Celebrities—including actress Whoopi Goldberg, rapper Snoop Dogg, rocker Melissa Etheridge and the family of reggae legend Bob Marley—are branding their own herb. Law firms have sprouted to help marijuana sellers brand their goods. Pretty packages of cannabis-infused products bear labels like “Highland Pantry” (almond butter), “Madame Munchie” (cookies) and “Sweet ReLeaf” (skin cream).
Branded pot products gained footing in recent years as California sanctioned medical use of marijuana, and other states began permitting recreational use. Now that California voters have approved a ballot measure allowing all adults to use the drug, cannabis businesses want more authority to brand their products.

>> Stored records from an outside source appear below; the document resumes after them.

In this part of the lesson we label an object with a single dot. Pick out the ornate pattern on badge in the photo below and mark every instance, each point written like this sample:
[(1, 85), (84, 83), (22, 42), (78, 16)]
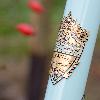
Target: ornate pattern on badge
[(68, 50)]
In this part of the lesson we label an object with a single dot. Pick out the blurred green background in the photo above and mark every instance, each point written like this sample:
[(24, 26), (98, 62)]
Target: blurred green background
[(15, 48)]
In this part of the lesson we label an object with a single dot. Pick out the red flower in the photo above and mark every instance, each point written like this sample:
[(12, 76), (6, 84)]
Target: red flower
[(26, 29), (36, 6)]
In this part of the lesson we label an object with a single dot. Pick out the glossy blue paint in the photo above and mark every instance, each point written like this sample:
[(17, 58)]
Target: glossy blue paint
[(87, 13)]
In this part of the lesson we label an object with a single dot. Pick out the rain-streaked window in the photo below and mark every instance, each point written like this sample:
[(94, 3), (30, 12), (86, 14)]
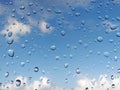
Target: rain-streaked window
[(59, 44)]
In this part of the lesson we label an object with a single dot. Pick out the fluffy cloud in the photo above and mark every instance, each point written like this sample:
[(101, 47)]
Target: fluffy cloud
[(103, 83), (17, 28)]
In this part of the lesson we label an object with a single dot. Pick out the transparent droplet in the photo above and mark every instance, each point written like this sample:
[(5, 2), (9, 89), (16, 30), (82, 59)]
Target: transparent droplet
[(113, 27), (66, 65), (106, 54), (53, 47), (113, 85), (11, 53), (57, 57), (66, 80), (118, 70), (22, 7), (112, 77), (36, 69), (10, 40), (80, 41), (63, 33), (118, 34), (48, 81), (57, 11), (47, 26), (6, 74), (99, 39), (22, 64), (9, 34), (18, 82), (86, 88), (78, 70), (23, 45)]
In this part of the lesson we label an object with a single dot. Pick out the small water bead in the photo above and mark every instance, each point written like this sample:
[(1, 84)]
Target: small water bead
[(22, 64), (48, 81), (47, 26), (57, 57), (118, 34), (66, 65), (22, 45), (9, 34), (18, 82), (10, 40), (78, 70), (36, 69), (53, 47), (106, 54), (63, 33), (22, 7), (113, 85), (11, 52), (6, 74), (99, 39), (66, 80)]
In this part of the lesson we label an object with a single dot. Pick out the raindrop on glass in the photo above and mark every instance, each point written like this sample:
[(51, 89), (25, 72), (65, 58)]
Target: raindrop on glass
[(6, 74), (63, 33), (9, 34), (99, 39), (11, 53), (36, 69), (78, 70), (10, 40), (53, 47), (66, 65), (18, 82)]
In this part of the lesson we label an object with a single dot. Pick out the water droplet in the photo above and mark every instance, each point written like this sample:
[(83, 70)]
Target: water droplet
[(57, 57), (23, 45), (10, 52), (18, 82), (22, 7), (106, 54), (118, 34), (80, 41), (113, 27), (10, 40), (48, 81), (99, 39), (53, 47), (66, 65), (113, 85), (57, 11), (112, 77), (9, 34), (78, 70), (36, 69), (6, 74), (47, 26), (22, 64), (66, 80), (63, 33)]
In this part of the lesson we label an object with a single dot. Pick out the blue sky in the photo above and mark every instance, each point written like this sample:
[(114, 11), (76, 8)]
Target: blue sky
[(72, 26)]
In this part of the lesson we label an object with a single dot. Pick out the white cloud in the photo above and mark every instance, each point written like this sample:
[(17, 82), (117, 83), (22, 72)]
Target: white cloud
[(17, 28), (45, 27)]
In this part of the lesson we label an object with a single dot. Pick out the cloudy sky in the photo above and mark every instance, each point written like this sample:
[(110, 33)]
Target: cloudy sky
[(59, 44)]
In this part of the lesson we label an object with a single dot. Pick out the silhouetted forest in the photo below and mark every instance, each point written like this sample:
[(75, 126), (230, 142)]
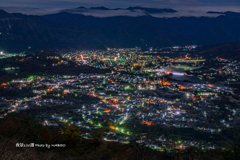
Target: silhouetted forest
[(27, 130)]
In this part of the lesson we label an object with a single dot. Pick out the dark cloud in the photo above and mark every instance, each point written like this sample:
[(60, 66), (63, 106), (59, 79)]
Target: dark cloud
[(196, 8)]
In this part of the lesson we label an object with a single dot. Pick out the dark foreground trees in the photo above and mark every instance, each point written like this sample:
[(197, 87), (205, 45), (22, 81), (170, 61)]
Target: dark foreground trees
[(14, 130)]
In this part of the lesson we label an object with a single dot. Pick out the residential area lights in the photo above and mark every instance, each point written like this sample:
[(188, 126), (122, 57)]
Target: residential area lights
[(129, 90)]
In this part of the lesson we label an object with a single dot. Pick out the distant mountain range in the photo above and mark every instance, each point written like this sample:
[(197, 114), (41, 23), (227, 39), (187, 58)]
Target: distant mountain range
[(223, 50), (135, 26)]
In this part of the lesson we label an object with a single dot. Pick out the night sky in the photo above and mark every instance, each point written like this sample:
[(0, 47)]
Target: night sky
[(51, 6)]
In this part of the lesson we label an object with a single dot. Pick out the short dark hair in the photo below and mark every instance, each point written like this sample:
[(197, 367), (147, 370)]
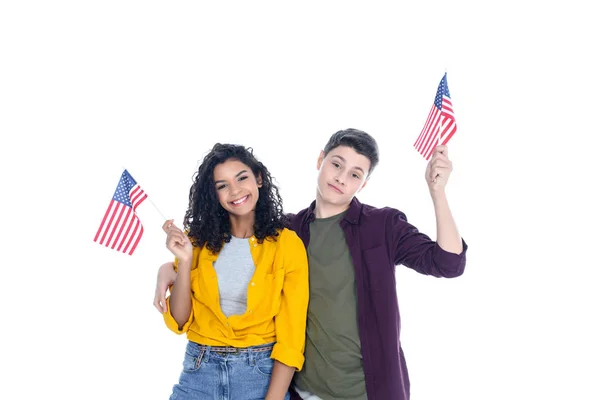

But officially trademarking marijuana is a tricky legal task. The federal government still considers it an illegal drug, and won’t grant patents or trademarks for pot or anything made from it. Cannabis brands fear they are at risk of being copied. So marijuana businesses in California—eyeing what could become a $6.4 billion industry—have turned to the state government for help.
“Not being able to trademark your brand is a huge setback if you’re trying to get capital investment,” said Nate Bradley, who lobbies for marijuana sellers as the executive director of California Cannabis Industry Association. “If you’re not able to protect what you’re asking people to invest in, you’re not likely to get investments.”
A bill recently introduced in the Legislature would create a state-level trademark for California cannabis products, providing marijuana businesses new legal protections and greater access to cash from investors as the state ushers in a sanctioned commercial marketplace.
The California Secretary of State already has the power to register state-level trademarks, but only for items recognized by federal trademark law. Assembly Bill 64 would change that by allowing the Secretary of State to register trademarks for cannabis goods and services.
“Cannabis businesses are like other businesses, lawful and regulated. They should be able to protect their intellectual property,” said bill author Assemblyman Rob Bonta, a Democrat from Alameda.